The key fingerprint is:
SHA256:bc4qQR2NMHsGVL6NzNSJ5ycuUBiqXtS9jB1BQJGXxsM root@ubuntu
The key's randomart image is:
+---[RSA 2048]----+
| oXX++ |
| o.OE+.. |
| o ++Xo+ |
| o .@.X |
| . ..o S * . |
| . . .. = o |
| . .. + |
| . o |
| .. |
+----[SHA256]-----+
root@ubuntu:~# cat ~/.ssh/id_rsa.pub >> ~/.ssh/authorized_keys
root@ubuntu:~# chmod 0600 ~/.ssh/authorized_keys
root@ubuntu:~# ssh localhost
Welcome to Ubuntu 16.04 LTS (GNU/Linux 4.4.0-21-generic x86_64)
* Documentation: https://help.ubuntu.com/
Last login: Mon Jun 27 16:57:53 2016 from 192.168.80.1
3. 格式化文件系统
root@ubuntu:~# hdfs namenode -format
PS:http://hadoop.apache.org/docs/current/hadoop-project-dist/hadoop-common/core-default.xml根据文档配置说明,hadoop.tmp.dir 的默认值是/tmp/hadoop-${user.name},如果重启系统后,文件系统会被删除,所以避免这种情况可以更改此配置文件etc/hadoop/core-sites.xml,加入以下配置:
<configuration>
<property>
<name>hadoop.tmp.dir</name>
<value>/data/hadoop-${user.name}</value>
</property>
</configuration>
4. 启动NameNode和DataNode守护进程
root@ubuntu:~# start-dfs.sh
Incorrect configuration: namenode address dfs.namenode.servicerpc-address or dfs.namenode.rpc-address is not configured.
Starting namenodes on []
localhost: Error: JAVA_HOME is not set and could not be found.
localhost: Error: JAVA_HOME is not set and could not be found.
Starting secondary namenodes [0.0.0.0]
0.0.0.0: Error: JAVA_HOME is not set and could not be found.
ERROR1:提示JAVA_HOME找不到,但是前文已经配置了。
解决问题步骤如下:
1) 先搜索错误提示经查证,发现问题出在hadoop-config.sh脚本。
root@ubuntu:~/hadoop# grep -R "JAVA_HOME is not set and could not be found" .
./libexec/hadoop-config.sh: echo "Error: JAVA_HOME is not set and could not be found." 1>&2
2)hadoop-config.sh中的$JAVA_HOME变量又是执行etc/hadoop/hadoop-env.sh脚本export的,将${JAVA_HOME}改成绝对路径。

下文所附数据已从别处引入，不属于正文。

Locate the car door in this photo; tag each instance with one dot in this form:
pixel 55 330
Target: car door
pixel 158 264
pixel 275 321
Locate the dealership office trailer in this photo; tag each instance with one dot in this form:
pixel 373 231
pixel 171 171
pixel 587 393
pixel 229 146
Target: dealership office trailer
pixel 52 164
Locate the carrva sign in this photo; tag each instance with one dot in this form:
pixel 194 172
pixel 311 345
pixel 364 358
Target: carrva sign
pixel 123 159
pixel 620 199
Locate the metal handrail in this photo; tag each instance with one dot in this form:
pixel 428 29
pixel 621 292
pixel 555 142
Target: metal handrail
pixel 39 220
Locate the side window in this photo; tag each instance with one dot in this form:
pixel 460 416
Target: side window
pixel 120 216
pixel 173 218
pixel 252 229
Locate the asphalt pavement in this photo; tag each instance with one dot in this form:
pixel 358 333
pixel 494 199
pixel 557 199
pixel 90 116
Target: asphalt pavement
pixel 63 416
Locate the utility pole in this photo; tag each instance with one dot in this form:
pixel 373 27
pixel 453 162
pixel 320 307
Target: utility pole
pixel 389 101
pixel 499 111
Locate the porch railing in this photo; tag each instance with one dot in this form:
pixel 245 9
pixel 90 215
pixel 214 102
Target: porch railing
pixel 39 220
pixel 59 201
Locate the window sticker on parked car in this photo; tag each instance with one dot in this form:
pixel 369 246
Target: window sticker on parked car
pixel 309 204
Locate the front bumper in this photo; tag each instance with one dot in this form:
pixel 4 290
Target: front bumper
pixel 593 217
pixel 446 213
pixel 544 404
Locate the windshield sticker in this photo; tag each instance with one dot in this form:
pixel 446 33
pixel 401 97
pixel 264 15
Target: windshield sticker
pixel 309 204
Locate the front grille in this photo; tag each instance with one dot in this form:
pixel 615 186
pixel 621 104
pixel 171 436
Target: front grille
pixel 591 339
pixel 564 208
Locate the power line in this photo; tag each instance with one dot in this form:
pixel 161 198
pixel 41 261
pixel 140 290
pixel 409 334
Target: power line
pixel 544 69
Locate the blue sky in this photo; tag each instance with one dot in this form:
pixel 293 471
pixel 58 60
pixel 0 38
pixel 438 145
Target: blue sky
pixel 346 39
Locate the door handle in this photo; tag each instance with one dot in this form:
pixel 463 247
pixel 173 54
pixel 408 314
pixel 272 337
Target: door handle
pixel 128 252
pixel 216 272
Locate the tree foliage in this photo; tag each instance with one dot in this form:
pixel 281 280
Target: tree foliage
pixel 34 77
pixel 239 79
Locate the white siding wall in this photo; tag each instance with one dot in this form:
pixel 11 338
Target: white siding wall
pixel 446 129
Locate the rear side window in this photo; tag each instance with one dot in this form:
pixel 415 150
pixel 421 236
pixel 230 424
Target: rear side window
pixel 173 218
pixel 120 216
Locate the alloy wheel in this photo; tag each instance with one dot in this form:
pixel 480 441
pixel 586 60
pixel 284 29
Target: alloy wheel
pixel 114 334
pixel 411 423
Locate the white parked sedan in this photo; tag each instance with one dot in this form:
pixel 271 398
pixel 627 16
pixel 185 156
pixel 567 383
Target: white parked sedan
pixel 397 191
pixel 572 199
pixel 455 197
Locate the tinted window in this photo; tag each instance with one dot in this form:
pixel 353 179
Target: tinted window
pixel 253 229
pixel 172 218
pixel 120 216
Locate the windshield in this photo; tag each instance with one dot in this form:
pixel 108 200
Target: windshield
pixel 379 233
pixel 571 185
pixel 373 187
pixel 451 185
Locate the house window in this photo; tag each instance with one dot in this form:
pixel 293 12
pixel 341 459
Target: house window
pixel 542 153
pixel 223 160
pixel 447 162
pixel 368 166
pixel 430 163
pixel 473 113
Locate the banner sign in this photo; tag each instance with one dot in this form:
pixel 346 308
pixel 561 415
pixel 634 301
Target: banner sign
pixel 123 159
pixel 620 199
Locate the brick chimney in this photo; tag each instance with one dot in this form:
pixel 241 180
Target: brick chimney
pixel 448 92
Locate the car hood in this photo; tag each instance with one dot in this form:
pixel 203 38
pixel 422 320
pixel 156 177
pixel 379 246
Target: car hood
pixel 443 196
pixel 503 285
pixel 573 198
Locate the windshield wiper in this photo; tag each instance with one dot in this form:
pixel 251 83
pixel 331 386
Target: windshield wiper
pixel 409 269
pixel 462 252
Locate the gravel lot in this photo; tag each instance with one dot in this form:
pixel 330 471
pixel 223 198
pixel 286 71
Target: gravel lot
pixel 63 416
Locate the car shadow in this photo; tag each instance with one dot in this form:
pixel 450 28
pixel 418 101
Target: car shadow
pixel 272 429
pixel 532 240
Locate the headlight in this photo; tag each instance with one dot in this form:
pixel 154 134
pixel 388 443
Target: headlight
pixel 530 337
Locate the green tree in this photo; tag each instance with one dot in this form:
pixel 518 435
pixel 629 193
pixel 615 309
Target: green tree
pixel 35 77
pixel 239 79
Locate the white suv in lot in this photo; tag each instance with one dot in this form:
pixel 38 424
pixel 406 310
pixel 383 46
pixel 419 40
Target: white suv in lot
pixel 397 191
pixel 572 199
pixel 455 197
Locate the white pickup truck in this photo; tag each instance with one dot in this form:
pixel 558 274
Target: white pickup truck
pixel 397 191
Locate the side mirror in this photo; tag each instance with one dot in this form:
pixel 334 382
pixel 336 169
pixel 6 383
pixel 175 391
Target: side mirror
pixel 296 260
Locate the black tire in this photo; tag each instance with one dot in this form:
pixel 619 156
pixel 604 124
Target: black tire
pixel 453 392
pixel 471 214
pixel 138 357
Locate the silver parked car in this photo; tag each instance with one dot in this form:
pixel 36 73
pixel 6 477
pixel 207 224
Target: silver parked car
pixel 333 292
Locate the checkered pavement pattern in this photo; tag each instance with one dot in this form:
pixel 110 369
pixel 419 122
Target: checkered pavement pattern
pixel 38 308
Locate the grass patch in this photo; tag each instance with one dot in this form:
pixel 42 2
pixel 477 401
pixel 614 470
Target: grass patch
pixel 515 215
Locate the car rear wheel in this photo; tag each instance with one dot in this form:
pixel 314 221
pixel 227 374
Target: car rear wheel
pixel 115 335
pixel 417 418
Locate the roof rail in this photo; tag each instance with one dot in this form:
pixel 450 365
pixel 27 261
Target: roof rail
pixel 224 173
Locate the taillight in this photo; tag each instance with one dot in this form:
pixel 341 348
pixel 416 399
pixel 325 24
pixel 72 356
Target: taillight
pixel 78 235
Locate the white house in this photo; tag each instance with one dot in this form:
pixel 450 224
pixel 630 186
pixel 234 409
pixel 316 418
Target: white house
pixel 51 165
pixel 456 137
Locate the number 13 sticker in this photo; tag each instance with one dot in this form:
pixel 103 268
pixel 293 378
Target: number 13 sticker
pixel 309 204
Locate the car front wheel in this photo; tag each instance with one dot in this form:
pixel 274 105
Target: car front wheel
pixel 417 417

# The java implementation to use.
#export JAVA_HOME=${JAVA_HOME}
export JAVA_HOME=/root/jdk
root@ubuntu:~/hadoop# start-dfs.sh
Incorrect configuration: namenode address dfs.namenode.servicerpc-address or dfs.namenode.rpc-address is not configured.
Starting namenodes on []
localhost: starting namenode, logging to /root/hadoop/logs/hadoop-root-namenode-ubuntu.out
localhost: starting datanode, logging to /root/hadoop/logs/hadoop-root-datanode-ubuntu.out
Starting secondary namenodes [0.0.0.0]
0.0.0.0: starting secondarynamenode, logging to /root/hadoop/logs/hadoop-root-secondarynamenode-ubuntu.out
0.0.0.0: Exception in thread "main" java.lang.IllegalArgumentException: Invalid URI for NameNode address (check fs.defaultFS): file:/// has no authority.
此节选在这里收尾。